Real-time decision making and communication like this relies on data being available where it is needed at the exact moment it is needed. So no longer can we rely on backhauling communications for all connected devices to a central cloud. It will only increase latency and slow down decision making. Instead decisions need to be made at the mobile edge.
However, this approach to computing significantly increases the attack surface because you are not just dealing with one device but potentially millions of devices, and a network of APIs that make them work. APIs are a dream for hackers because they can use them to deploy remote attacks to connected ‘things’ at scale.
Disruptive attacks such as Denial of Service can target the API acting as a service for the connected device in a city.
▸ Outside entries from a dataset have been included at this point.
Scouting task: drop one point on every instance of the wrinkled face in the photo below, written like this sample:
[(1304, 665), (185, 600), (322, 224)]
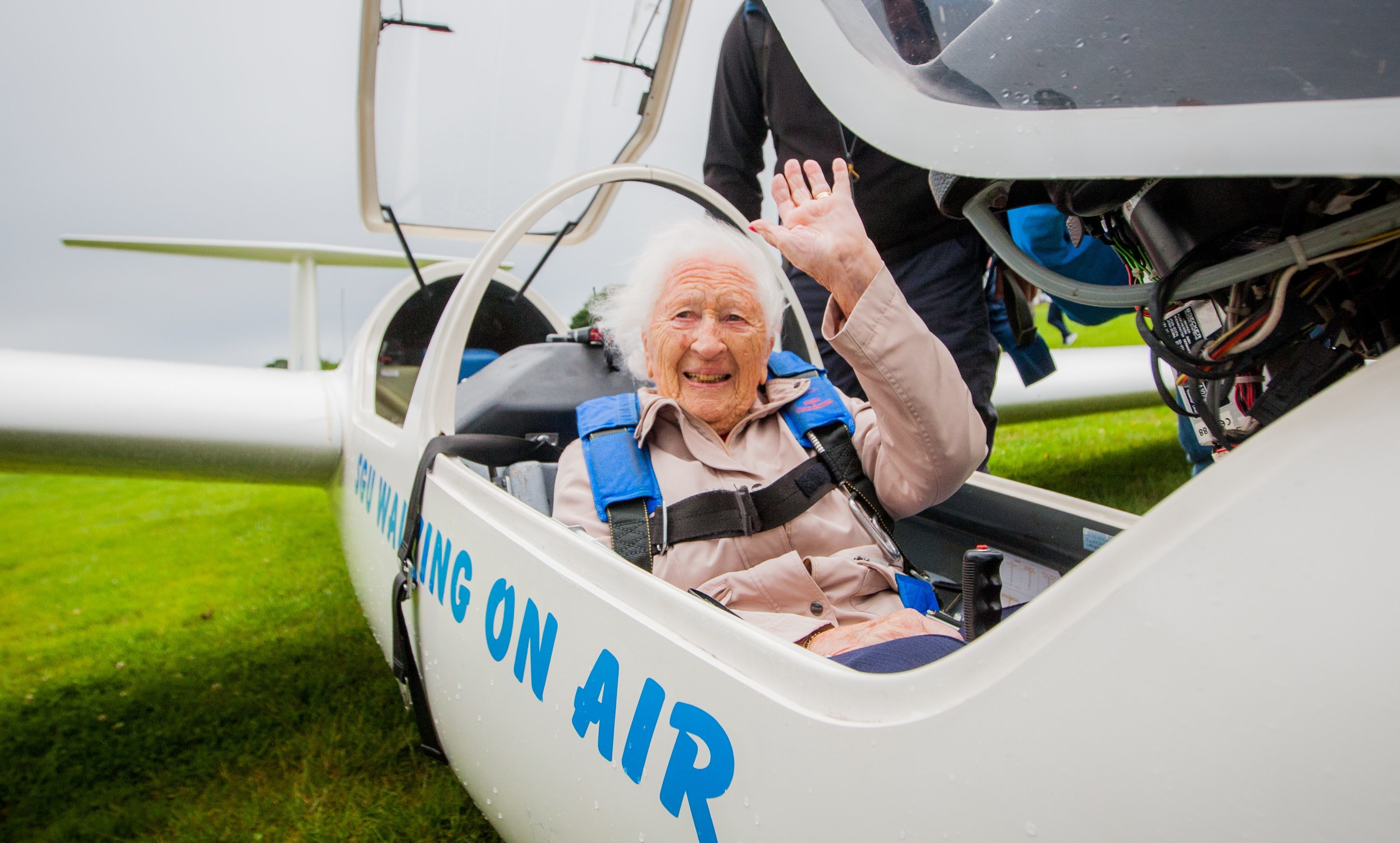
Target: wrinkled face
[(709, 347)]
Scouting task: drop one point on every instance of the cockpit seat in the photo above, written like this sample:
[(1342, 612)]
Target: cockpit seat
[(533, 391)]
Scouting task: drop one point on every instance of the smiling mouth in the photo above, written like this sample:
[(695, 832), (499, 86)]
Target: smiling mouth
[(706, 379)]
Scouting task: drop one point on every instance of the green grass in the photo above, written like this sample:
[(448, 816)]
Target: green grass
[(1127, 460), (187, 662), (1121, 331), (251, 698)]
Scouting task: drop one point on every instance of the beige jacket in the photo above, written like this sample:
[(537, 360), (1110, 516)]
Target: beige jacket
[(919, 439)]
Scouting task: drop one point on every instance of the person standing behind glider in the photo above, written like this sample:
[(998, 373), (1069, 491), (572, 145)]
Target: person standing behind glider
[(937, 262)]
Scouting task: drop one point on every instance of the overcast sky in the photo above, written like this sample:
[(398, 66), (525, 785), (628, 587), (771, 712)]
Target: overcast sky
[(237, 122)]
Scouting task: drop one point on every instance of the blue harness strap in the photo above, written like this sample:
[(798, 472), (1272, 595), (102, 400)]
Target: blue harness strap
[(618, 468), (621, 472), (821, 405)]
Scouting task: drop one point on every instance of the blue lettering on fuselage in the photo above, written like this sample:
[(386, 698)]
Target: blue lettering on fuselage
[(447, 577)]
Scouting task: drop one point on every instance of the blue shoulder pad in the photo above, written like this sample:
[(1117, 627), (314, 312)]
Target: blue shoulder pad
[(820, 405), (618, 468), (786, 365), (916, 594)]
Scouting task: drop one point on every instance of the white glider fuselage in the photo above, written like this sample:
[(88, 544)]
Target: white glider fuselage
[(1175, 678)]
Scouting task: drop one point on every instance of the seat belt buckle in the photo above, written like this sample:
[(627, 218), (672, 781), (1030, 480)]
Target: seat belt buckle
[(873, 527)]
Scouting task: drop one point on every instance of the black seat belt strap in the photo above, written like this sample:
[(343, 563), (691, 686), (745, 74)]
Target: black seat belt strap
[(632, 531), (729, 513), (835, 447)]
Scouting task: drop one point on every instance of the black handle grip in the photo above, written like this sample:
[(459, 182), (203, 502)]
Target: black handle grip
[(982, 592)]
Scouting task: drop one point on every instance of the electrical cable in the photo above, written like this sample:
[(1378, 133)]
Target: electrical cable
[(1168, 398), (1276, 310)]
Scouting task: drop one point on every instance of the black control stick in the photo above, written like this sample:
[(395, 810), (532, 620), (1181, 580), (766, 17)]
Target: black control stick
[(982, 592)]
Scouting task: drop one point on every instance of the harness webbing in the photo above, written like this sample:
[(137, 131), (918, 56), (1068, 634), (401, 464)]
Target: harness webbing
[(629, 500)]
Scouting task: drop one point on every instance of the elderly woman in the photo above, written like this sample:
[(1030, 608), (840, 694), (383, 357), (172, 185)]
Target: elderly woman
[(699, 318)]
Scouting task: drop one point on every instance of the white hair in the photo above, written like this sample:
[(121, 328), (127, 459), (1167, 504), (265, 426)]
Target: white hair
[(626, 310)]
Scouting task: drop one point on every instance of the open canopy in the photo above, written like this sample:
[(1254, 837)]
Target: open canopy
[(468, 110), (1109, 87)]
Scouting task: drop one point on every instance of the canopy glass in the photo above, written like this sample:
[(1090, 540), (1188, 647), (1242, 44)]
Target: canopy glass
[(496, 100)]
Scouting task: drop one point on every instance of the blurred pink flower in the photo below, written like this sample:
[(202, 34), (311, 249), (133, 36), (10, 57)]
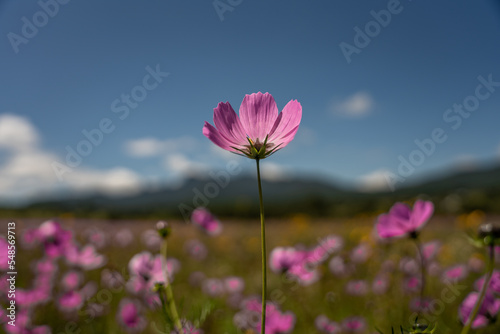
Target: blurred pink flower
[(188, 328), (327, 246), (402, 220), (276, 321), (124, 237), (85, 258), (234, 284), (357, 288), (112, 279), (284, 258), (354, 325), (324, 325), (476, 264), (213, 287), (24, 325), (151, 239), (409, 265), (455, 273), (205, 220), (146, 270), (196, 278), (129, 316), (361, 253), (96, 237), (411, 284), (430, 249), (196, 249), (296, 263), (494, 286), (54, 238), (4, 253), (259, 131), (487, 311), (70, 301), (339, 268), (417, 305), (380, 284), (71, 280)]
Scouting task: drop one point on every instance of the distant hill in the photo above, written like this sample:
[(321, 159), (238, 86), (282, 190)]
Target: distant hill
[(453, 193)]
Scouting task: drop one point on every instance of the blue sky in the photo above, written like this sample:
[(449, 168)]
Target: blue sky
[(359, 117)]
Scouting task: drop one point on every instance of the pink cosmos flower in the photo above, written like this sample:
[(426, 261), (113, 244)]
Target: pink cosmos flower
[(129, 316), (402, 220), (418, 305), (213, 287), (112, 279), (234, 284), (202, 218), (23, 325), (361, 253), (411, 284), (339, 268), (188, 328), (151, 239), (430, 249), (324, 325), (86, 258), (455, 273), (54, 238), (475, 264), (326, 247), (71, 280), (380, 285), (70, 301), (354, 325), (196, 249), (124, 237), (295, 263), (96, 237), (259, 131), (487, 311), (146, 270), (409, 265), (276, 321), (357, 288)]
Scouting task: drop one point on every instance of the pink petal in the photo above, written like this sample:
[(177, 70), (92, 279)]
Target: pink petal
[(422, 211), (258, 113), (387, 227), (214, 135), (229, 125), (400, 211)]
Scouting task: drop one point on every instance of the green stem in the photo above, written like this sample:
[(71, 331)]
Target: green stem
[(479, 302), (168, 291), (422, 270), (264, 254)]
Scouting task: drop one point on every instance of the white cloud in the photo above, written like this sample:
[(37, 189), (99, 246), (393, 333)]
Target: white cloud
[(147, 147), (17, 133), (357, 105), (306, 136), (374, 181)]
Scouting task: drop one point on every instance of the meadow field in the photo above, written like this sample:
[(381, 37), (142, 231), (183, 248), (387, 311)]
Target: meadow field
[(360, 284)]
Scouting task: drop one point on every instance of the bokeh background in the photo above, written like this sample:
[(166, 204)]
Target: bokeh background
[(102, 105)]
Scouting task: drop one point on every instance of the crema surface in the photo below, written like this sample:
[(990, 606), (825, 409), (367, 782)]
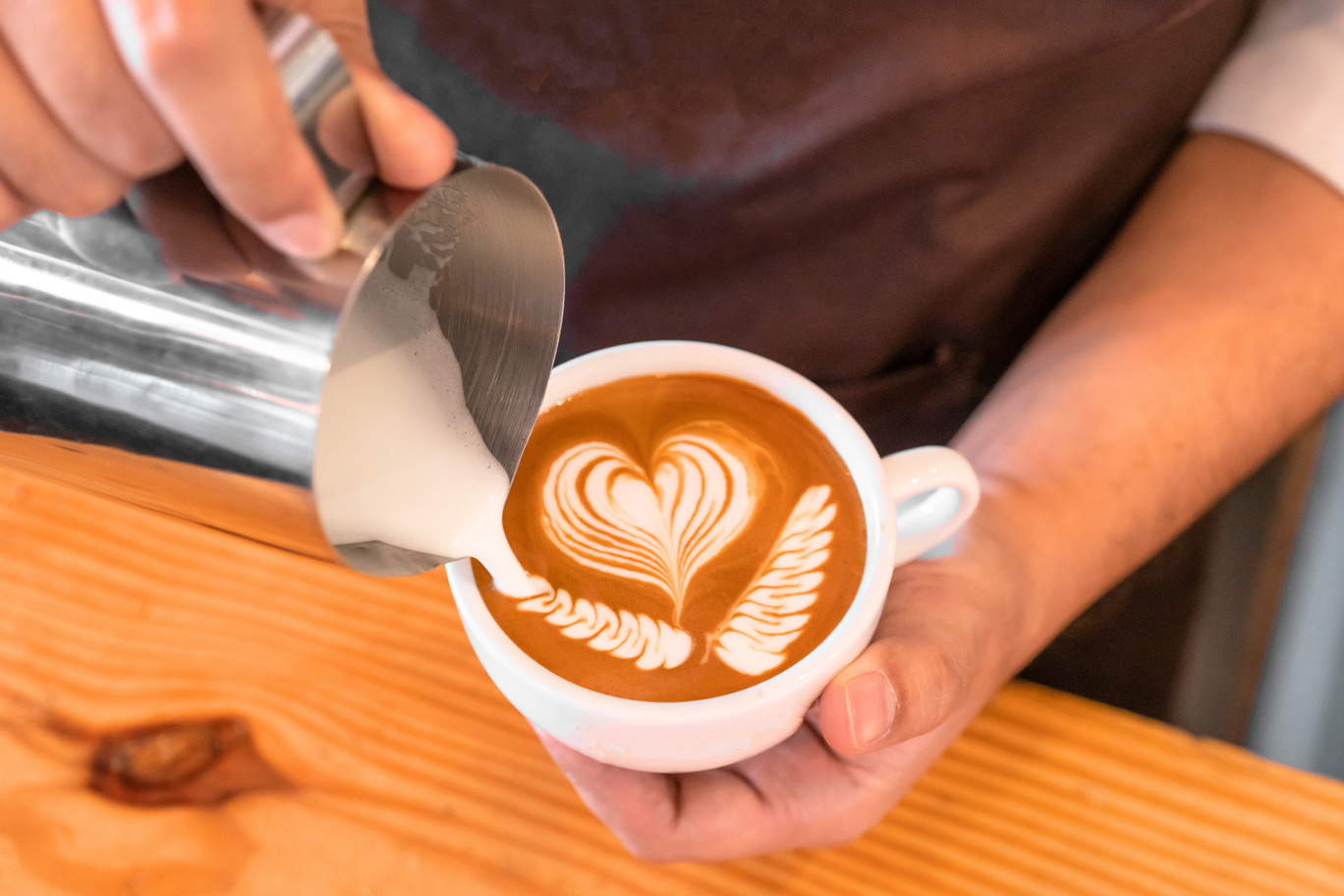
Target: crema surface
[(691, 534)]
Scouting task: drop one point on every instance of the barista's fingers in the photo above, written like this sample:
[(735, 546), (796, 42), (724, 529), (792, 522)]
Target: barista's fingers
[(207, 70), (178, 209), (412, 146), (39, 161), (920, 666), (72, 63), (12, 209)]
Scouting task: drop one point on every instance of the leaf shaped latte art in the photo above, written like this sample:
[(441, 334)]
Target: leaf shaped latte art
[(620, 633), (770, 614), (608, 513)]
Such disruption may be enough to render all the smart devices within the area ineffective.
Take electric charger points or smart parking meters, these could easily be attacked and abused for credit card skimming campaigns.
Manufacturers will therefore need to ensure that APIs and services are adequately secured. However, achieving this in a highly distributed architecture is complex due to the large number of light-weight edge services, many of which will be running on third-party edge computing systems. The approach to protecting a distributed environment is significantly different to securing a centralised system.
Attacks are growing more complex and becoming automated, requiring more intelligent detections based on a broader context. This translates to lots of CPU and memory resources and big data lakes, something that is available in the public cloud but not readily available in the cloud and mobile edge.
APIs, much like web applications, need DDoS protection, application level security provided by Web Application Firewalls (WAF), and a good bot management solution. However, there’s a problem. These forms of APIs cannot be backhauled through a central security stack because it would ‘break’ the concept of edge computing.
There’s also another consideration. Current technologies used to host APIs take the form of containers or serverless compute. This means that as edge computing becomes more prevalent so security must evolve to become more ‘light-weight’ and take a form that can easily integrate with containers, Kubernetes pods, and applications on the edge.
But this is only possible if the bulk of the big data processing and central intelligent policy management is kept away from the resource constrained edge. Security needs to follow a control and data plane model: a centralised control plane used to oversee the strategy, while enforcement and local security decisions happen at the edge.
It’s a complex security challenge and one that can only be effectively managed by adopting security solutions that come with a control plane and a standardised set of protocols that can be integrated with a higher level orchestrator. This approach means that an orchestrator can help organisations and managed security service providers oversee security across multiple vendors and a distributed architecture.